As I started to explore certain fears, I realized that I actually wanted to do those things. The reason I was so scared of it was that I had constructed this box around it to keep me away from it because I really wanted it, and it seemed scary. It seemed dangerous. It seemed risky. I didn't quite know how to do it. I didn't necessarily know anyone else who had done it. So, I stayed away from it because part of me deeply wanted it.

So, that's why I say I love fear because when I recognized in myself, now I'm able to say, There is something buried in that deeply that I'm really attracted to. I need to let myself get there. Now, I can say all this, but it's a lot easier said than done.

Paul: Oh, totally. Absolutely, right?

Whitney: So, I have the sleepless nights, and I have the bad habits, and I have all of that stuff that you, kind of, distract yourself with when things get scary. I have all of that stuff, but I have recently - I'd say maybe in the last year and a half - kind of changed the whole way I live my life.

Now, instead of trying to check off the check boxes of accomplishments - which is the way that I lived my life for a very long time, I thought that that's what life was. Like, let me build the resume. Let me build the portfolio. This is the next thing I'm supposed to do, the next rung in the ladder.

Now, it's like a constant search for what scares me the most. That's the thing I have to go pursue. I had to figure out why, and I'm going to go do it.

Paul: Wow. Holy crap. That's awesome. That is, like, to me, that is ideal, and that's the direction I kind of want to go in. When you're saying that, it makes me think about the big stuff that I'm afraid of, but then, I also tie it back to the little, tiny stuff, too. 

Like, there was a time at work, oh, gosh, I don't know, about a couple of months ago. I really needed to talk to somebody about something that was very important to me. It was somebody I didn't work for. It was a guy on another team, but I had had so many problems talking with this guy. I just didn't feel comfortable with him. 

I didn't know him terribly well, but we each had kind of our own opinion of each other that had been manifested in the company culture in some ways. That was in my head. Like, it's funny because it's almost like the [sport 00:09:33] stuff, when you get in your own head, you know, like, any of that, you just get it in your head, and then, you're just kind of living there, and boy, that's an awesome expression, right?

So, I really need to talk with the guy. It was funny because I went down to his floor, and I saw him walking around the cubes. You know, he wasn't in his office, so it wasn't as I had pictured it in my head as how it would go down. So, right there, in my head, it was like, Whoops. Maybe this isn't going to work out.

Then, I, you know, I kind of walked into the kitchen, and I got myself some water, and I realized what I was doing. I was totally just delaying this. I really had to check myself on that, you know, internally, and kind of looking, like, What are you doing? Like, what are you doing? He's just another guy. That's all it is. 

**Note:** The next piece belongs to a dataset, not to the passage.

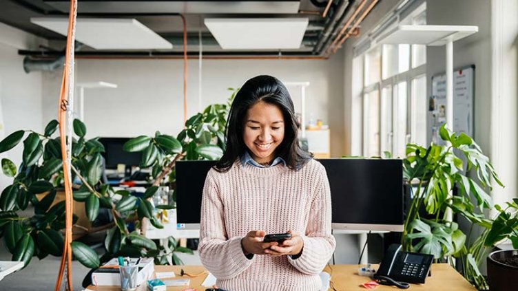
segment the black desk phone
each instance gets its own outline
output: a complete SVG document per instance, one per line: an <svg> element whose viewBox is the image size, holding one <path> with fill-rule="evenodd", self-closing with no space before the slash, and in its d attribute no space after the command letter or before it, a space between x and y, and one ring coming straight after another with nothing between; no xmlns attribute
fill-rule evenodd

He's just a guy, and you need to talk with him. This is too important to not talk with him about. So, you know, I was, like, gosh, in that moment, I was so scared. I was scared. It wasn't a big deal. I just needed to talk with him about something work-related. I mean, it was so, you know, I look now in the lenses, just like, wow. 

It was so small, but at the time, it was so very big for me. You know, I even felt like, I could feel, you know, a little bit of that tingling in my arms a little bit, a little of the fight-or-flight stuff coming in for me. I just walked up to the guy. I was like, No, no, no. I've got to do this.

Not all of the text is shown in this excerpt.